The Week of Prayer for Christian Unity has just ended with a flourish, as a large group of Christians worshipped together on Zoom, in a service inspired by the Feast of the Epiphany and prepared by the Churches of the Middle East. For me, there is an interesting symbolism in this celebration of unity being centred on the Magi from the East, in that some strangers from afar who weren’t connected with the Jewish Tradition undertook long journeys to honour an extraordinary happening, God had become incarnate as a tiny baby. This was God being revealed to the wider gentile world – to all.

In thinking about unity, we shouldn’t however confuse unity with uniformity. Uniformity is all thinking the same and agreeing with each other. Unity is accepting and respecting difference in the pursuit of shared values and goals. In many areas, there’s a tendency for church congregations to be rather homogenous, though certainly in the Episcopal Church in the Highlands because there’s less scope for choosing a church to suit your preferences. Whilst homogeneity isn’t all bad, there are dangers in it: that we come to see what we like, what we choose and the way that we do things as ‘normal’, universally applicable and unchangeable for all time – ‘the proper way of doing things’. Sadly that results in folk becoming defensive and upset by anything or anybody that rocks the boat, challenges the ‘proper way’ or pushes us out of our comfort zone.

Our celebration on Tuesday evening brought together many people of different traditions and practices, to honour an extraordinary happening – the coming of God into our world as one of us – and what that has meant for people all over the world in the 2000 years since. It was a service that brought some of the riches of the Coptic Church, the Eastern Orthodox Church, the French Ecumenical Taizé community and invited us to celebrate using elements that were unfamiliar to most of those present – but you know what, we all enjoyed the experience.

We met as people from across the Churches and Denominations in Sutherland and Easter Ross and one or two from further afield. We met as Christians united in a common faith. We met as part of

a great multitude that no one could count, from every nation, from all tribes and peoples and languages, standing before the throne and before the Lamb”.

Revelation 7:9

We met “united in the same mind and the same purpose” (1 Corinthians 1:10).
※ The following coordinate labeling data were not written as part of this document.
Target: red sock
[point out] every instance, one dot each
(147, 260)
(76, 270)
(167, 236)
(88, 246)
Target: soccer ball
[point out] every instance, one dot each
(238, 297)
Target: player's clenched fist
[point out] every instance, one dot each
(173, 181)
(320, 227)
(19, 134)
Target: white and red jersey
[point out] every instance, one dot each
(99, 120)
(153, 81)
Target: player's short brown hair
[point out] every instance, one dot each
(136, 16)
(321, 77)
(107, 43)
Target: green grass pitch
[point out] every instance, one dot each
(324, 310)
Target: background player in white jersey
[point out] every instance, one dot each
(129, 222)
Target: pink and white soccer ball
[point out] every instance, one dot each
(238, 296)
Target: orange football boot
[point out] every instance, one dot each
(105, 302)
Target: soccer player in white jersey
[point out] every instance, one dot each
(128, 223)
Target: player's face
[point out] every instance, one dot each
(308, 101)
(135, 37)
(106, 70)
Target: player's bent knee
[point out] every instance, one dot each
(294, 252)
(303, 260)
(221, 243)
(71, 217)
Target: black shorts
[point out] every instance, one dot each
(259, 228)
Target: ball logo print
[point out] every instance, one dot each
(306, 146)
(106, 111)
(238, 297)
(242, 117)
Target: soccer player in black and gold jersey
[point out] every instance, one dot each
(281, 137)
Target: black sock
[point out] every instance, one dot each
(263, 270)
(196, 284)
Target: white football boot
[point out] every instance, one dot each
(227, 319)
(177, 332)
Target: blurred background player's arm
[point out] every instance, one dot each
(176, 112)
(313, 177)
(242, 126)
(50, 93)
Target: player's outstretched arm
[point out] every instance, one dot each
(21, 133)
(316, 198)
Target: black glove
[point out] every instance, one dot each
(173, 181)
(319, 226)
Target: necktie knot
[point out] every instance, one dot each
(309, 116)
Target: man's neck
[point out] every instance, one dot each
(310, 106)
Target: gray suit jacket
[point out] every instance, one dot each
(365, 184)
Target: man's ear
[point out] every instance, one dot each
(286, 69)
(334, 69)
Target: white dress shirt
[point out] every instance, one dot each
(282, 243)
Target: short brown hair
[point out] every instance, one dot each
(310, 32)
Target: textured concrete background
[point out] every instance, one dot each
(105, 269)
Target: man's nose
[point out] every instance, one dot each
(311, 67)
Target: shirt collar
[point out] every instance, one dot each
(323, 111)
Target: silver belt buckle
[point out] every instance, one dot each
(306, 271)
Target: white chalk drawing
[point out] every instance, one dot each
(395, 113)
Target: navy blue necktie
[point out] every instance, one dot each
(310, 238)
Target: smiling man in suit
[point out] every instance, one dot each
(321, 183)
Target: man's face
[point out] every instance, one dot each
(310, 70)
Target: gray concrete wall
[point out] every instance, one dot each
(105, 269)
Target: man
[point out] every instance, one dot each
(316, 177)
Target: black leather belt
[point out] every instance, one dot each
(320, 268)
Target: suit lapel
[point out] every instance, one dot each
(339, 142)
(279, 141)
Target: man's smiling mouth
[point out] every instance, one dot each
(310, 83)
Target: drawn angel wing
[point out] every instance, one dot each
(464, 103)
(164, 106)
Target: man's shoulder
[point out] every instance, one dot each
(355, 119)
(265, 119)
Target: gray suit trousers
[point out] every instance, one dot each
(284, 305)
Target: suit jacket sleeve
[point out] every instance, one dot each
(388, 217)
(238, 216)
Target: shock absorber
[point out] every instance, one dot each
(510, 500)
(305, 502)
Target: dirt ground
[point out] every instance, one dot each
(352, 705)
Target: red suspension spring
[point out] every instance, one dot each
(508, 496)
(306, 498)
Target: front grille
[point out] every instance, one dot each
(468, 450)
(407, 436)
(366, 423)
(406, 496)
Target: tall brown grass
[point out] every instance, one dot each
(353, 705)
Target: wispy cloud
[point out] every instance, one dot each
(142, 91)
We met because before Jesus died, he prayed to his Father:

I ask not only on behalf of these, but also on behalf of those who will believe in me through their word, that they may all be one. As you, Father, are in me and I am in you, may they also be in us, so that the world may believe that you have sent me. The glory that you have given me I have given them, so that they may be one, as we are one, I in them and you in me, that they may become completely one, so that the world may know that you have sent me and have loved them even as you have loved me.”

John 17:20-23

The Week of Prayer for Christian Unity may have ended on Tuesday, but we need to continue in our effort to work more closely together.  In every encounter that I have with Christians in another fellowship, denomination or congregation, I realise what riches each have to share with their fellow travellers in Christ. Now where did I put the link to that 2 hour and 47 minute video of a Greek Orthodox celebration of the Epiphany?